The faithful felt a curious effect during this religious desert of Lent. They were denied these comforting symbols and images together. Denying them, however, increased their mystique. When the Triduum (Friday, Saturday and Sunday of Holy Week) unleashed their flood of colours, alleluias, visual and musical exuberance, you knew with every sense that something had happened and that time was changed. Liturgy is a kind of sacred theatre that we cannot take seriously if we take it too seriously and lose a sense of its playfulness. You had to join in the game even just inwardly to be a real player.
The moment of transition, the shift from sandy, unsweetened Lent to the flowery, sweet music of Easter took place in the dark, during the Easter Vigil. The Resurrection being acclaimed was such a huge and irrational acclamation of faith that you felt it must be true even without understanding how on earth you could make sense of it.
In transitional moments time slows down. Somehow, by first denying the religious mind its usual diet of images and feelings, we can be better prepared by the rich symbolism of the Easter Mysteries for entering into their stillness at their core.
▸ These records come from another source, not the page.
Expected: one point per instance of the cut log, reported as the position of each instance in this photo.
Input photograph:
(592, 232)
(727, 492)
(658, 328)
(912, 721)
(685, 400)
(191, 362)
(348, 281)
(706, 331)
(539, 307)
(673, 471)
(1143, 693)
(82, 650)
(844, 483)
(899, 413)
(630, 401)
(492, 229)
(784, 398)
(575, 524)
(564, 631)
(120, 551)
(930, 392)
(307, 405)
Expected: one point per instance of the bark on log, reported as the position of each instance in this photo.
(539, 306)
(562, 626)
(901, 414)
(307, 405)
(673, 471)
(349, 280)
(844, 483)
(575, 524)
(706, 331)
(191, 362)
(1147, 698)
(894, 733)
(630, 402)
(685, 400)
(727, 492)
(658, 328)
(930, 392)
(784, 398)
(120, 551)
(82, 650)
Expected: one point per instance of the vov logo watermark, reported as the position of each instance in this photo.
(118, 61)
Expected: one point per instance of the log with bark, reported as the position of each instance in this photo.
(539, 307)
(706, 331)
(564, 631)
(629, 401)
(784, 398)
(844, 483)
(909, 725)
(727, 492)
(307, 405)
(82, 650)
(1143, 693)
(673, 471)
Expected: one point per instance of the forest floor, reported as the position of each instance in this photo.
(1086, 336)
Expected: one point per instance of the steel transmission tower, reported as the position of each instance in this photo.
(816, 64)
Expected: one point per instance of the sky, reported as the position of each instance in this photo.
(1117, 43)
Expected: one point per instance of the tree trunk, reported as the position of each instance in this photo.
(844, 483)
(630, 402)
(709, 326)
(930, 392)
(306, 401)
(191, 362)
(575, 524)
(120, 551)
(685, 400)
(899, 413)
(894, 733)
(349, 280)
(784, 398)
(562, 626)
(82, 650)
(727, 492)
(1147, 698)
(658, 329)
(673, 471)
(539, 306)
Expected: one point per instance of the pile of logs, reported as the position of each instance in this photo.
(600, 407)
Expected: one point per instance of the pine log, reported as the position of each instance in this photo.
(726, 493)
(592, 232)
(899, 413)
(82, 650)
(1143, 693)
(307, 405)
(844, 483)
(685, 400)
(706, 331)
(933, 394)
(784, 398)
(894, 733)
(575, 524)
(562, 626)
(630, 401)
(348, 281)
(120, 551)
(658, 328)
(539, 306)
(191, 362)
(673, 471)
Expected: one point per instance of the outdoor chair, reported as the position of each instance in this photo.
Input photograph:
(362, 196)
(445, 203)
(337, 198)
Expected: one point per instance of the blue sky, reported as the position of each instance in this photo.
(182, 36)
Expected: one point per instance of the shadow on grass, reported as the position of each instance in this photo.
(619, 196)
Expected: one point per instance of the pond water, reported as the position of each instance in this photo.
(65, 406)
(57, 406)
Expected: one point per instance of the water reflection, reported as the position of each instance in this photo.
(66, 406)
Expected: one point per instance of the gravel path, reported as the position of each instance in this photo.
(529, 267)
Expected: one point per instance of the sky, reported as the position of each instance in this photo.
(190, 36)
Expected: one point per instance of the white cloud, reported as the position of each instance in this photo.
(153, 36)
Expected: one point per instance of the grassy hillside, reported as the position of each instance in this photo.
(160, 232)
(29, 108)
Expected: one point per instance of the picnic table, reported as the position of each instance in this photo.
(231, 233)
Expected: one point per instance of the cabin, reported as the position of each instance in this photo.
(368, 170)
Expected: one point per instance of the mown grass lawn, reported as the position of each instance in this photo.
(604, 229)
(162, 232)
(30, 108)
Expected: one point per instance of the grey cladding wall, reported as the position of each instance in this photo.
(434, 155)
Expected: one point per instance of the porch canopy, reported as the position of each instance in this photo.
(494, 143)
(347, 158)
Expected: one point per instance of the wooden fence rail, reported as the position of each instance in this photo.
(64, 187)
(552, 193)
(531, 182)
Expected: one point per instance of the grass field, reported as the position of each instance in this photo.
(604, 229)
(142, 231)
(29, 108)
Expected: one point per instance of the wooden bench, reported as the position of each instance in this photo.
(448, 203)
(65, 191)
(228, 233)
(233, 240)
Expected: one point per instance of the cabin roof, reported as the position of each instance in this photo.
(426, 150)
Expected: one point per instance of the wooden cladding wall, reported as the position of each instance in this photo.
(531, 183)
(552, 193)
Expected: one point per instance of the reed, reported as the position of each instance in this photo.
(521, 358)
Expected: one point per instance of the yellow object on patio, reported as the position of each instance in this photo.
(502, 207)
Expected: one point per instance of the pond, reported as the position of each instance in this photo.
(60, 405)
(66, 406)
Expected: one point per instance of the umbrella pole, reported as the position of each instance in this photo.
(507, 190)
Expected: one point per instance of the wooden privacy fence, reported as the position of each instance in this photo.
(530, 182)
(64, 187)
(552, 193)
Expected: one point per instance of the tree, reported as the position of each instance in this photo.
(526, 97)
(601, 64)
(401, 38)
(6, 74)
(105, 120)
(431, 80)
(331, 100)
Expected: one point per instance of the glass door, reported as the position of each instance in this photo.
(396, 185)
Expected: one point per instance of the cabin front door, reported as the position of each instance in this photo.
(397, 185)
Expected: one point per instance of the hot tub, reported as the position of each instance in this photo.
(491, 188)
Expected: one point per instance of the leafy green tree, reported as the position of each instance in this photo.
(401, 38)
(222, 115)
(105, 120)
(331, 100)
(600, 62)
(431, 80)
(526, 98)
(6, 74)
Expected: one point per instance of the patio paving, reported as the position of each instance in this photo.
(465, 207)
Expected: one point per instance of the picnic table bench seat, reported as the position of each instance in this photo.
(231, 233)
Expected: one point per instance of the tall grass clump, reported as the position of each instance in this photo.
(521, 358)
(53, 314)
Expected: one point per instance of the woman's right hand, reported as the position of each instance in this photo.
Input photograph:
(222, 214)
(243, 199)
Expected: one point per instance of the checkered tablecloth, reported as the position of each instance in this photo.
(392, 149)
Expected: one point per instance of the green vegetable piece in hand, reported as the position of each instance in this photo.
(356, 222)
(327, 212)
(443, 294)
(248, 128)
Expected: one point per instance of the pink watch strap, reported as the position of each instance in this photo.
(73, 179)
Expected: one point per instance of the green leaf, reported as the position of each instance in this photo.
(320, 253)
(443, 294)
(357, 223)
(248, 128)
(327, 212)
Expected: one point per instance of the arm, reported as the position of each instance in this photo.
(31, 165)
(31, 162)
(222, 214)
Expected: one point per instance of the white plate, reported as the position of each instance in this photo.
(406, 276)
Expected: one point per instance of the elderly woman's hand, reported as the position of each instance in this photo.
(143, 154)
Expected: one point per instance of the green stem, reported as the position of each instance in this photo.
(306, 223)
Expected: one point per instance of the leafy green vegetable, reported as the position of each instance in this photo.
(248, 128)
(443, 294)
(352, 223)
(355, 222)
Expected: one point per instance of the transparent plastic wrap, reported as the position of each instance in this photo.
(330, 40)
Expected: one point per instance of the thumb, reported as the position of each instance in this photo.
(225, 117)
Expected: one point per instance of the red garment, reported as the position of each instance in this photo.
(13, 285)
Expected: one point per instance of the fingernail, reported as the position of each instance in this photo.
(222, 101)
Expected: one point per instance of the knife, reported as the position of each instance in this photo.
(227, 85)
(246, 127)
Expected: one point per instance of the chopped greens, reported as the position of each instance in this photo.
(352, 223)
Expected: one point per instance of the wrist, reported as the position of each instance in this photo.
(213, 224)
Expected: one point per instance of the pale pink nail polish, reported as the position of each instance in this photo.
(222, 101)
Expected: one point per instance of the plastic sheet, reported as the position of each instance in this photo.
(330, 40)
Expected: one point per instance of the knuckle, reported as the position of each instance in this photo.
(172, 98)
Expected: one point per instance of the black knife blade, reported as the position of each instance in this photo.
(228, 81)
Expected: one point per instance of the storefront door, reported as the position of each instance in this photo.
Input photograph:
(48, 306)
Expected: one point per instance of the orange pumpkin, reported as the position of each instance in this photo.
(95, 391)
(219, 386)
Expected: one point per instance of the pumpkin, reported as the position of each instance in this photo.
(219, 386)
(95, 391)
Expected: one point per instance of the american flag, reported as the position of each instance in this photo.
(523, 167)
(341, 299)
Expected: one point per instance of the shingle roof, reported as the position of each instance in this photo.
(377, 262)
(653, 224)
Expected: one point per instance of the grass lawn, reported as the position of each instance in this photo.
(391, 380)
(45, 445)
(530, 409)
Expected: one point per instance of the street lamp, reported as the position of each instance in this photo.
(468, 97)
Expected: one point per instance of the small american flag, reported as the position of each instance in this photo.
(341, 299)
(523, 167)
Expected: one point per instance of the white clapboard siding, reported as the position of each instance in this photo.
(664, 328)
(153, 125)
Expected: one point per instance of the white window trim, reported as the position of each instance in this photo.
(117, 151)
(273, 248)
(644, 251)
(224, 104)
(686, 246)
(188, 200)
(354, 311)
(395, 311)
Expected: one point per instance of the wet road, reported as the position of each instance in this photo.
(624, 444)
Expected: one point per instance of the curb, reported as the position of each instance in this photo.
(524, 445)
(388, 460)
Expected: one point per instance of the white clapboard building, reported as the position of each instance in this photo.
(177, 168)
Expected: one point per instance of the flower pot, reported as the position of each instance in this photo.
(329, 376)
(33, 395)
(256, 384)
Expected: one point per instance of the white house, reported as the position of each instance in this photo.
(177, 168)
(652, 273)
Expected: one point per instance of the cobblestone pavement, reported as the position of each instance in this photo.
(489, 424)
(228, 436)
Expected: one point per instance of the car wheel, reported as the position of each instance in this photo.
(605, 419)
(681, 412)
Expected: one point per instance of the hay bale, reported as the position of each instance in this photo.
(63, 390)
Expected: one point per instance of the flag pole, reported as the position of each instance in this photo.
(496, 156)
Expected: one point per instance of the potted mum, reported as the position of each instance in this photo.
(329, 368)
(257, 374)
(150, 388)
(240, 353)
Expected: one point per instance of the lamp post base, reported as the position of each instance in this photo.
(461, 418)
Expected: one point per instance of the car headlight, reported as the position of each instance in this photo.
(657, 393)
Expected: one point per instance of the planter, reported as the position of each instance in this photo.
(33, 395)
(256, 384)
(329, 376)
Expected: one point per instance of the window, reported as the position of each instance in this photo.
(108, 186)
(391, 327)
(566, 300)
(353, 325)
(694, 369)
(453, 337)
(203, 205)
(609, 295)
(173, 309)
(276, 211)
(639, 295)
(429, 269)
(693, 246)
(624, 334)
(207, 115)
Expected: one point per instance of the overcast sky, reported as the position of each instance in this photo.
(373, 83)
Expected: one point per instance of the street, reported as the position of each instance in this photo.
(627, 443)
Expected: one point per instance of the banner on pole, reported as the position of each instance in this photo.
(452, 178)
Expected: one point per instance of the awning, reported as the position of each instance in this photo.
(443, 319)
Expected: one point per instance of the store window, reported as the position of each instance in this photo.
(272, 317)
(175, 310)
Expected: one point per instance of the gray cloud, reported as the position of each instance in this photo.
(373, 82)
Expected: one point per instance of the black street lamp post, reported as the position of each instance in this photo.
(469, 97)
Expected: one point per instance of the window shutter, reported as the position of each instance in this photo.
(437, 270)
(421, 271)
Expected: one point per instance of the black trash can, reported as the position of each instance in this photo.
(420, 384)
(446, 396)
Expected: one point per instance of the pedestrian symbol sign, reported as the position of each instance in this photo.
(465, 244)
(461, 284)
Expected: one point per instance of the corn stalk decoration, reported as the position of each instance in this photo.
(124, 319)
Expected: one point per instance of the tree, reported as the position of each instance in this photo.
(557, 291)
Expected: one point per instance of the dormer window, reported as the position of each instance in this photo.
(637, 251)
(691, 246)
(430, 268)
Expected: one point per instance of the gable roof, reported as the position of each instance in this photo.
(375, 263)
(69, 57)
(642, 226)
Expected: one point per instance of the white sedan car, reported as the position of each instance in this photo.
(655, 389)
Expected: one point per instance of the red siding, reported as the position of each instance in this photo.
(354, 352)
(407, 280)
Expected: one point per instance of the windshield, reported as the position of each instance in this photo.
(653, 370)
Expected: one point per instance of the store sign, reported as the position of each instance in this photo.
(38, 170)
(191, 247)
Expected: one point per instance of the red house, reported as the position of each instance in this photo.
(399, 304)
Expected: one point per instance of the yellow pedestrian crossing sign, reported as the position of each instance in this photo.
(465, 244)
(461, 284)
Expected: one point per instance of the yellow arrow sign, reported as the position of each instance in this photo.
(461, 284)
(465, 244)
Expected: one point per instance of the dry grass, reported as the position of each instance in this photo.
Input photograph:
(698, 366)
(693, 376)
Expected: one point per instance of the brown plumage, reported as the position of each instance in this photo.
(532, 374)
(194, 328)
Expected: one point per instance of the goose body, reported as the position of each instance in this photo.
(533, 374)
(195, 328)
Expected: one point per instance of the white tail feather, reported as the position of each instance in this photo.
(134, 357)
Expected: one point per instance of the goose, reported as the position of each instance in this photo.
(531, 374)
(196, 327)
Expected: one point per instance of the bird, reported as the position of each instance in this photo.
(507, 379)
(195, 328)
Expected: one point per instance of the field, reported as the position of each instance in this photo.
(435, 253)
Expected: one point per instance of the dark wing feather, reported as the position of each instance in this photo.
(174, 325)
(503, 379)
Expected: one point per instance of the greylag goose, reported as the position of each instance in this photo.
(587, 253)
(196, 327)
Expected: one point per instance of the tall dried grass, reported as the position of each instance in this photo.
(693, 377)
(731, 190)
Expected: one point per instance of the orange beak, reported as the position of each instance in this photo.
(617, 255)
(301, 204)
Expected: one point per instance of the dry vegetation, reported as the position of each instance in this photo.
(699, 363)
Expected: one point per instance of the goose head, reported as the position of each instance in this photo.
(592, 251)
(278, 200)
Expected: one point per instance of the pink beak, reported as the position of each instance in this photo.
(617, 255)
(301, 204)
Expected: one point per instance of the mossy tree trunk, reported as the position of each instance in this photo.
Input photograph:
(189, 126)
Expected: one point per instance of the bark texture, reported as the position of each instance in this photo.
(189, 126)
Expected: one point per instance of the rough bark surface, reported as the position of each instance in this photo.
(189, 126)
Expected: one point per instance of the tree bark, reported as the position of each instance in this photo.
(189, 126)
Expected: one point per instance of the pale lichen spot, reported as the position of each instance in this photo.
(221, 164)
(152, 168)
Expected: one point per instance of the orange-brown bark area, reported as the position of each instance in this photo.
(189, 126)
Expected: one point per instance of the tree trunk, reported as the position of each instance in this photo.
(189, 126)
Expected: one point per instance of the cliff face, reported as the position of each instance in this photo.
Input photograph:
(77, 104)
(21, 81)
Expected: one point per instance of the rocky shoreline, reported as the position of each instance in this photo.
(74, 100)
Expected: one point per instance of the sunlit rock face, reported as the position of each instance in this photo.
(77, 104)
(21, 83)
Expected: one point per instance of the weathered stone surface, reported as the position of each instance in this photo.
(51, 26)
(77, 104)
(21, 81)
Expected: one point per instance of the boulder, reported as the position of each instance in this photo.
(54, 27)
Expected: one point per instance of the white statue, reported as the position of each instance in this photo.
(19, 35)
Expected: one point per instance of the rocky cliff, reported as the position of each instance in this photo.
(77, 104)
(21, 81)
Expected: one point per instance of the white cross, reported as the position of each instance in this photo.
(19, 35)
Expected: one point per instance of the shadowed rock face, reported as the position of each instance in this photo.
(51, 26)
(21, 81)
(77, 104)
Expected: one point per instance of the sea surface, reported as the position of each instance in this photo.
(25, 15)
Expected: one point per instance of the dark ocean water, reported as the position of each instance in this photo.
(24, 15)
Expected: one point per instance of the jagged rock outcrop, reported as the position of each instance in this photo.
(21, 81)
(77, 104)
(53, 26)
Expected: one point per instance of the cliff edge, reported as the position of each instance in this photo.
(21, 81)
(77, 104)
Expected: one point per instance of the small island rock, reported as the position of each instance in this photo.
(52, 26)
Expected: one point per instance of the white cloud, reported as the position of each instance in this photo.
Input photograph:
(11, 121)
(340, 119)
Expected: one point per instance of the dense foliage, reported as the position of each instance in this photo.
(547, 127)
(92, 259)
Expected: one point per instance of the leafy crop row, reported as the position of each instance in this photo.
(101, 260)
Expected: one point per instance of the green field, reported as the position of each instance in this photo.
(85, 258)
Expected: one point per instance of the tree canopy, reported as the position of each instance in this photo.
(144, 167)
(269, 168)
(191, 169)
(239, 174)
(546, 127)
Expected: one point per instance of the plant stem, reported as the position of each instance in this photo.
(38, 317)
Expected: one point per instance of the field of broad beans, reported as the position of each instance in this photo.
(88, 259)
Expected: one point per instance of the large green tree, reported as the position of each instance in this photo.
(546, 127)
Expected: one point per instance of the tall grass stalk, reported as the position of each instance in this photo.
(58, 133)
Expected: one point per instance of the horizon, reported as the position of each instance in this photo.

If time is being stopped the Risen Christ feels more fully present.
For some, the slow movement of Beethoven’s Violin Concerto brings the absorbed listener almost to the end of time. There are moments in prayer, too, which are timefree, or almost. As long as they can be observed, with even a trace of objective thinking, they will cease to be present. They will take on the nature of an experience, already a memory, something belonging to the past. Thought, as we think of it, also stops when time stops.
Lenten rituals are a way of disrupting time so that we can slow time down. Covering the statues in purple is better than smashing them but the intention is the same. Even to the confused and confined fundamentalist mind there remains a sense that the essence of God is nothing, no thing, nothing that can be thought. Yet we can say nothing about God that stops us from saying the opposite equally truly: God can also be known in every thing and through every human sense.
Stillness is not fixation. The truth lies in undulation, a smooth wave motion, up and down, in and out. When we are natural and in harmony and our demons are sleeping, the opposites of life that cause us such violent distress are resolved peacefully. Then, when we are at peace, we know ourselves to be energised and brimming with potential. We can then rebuild war-torn countries and heal broken hearts.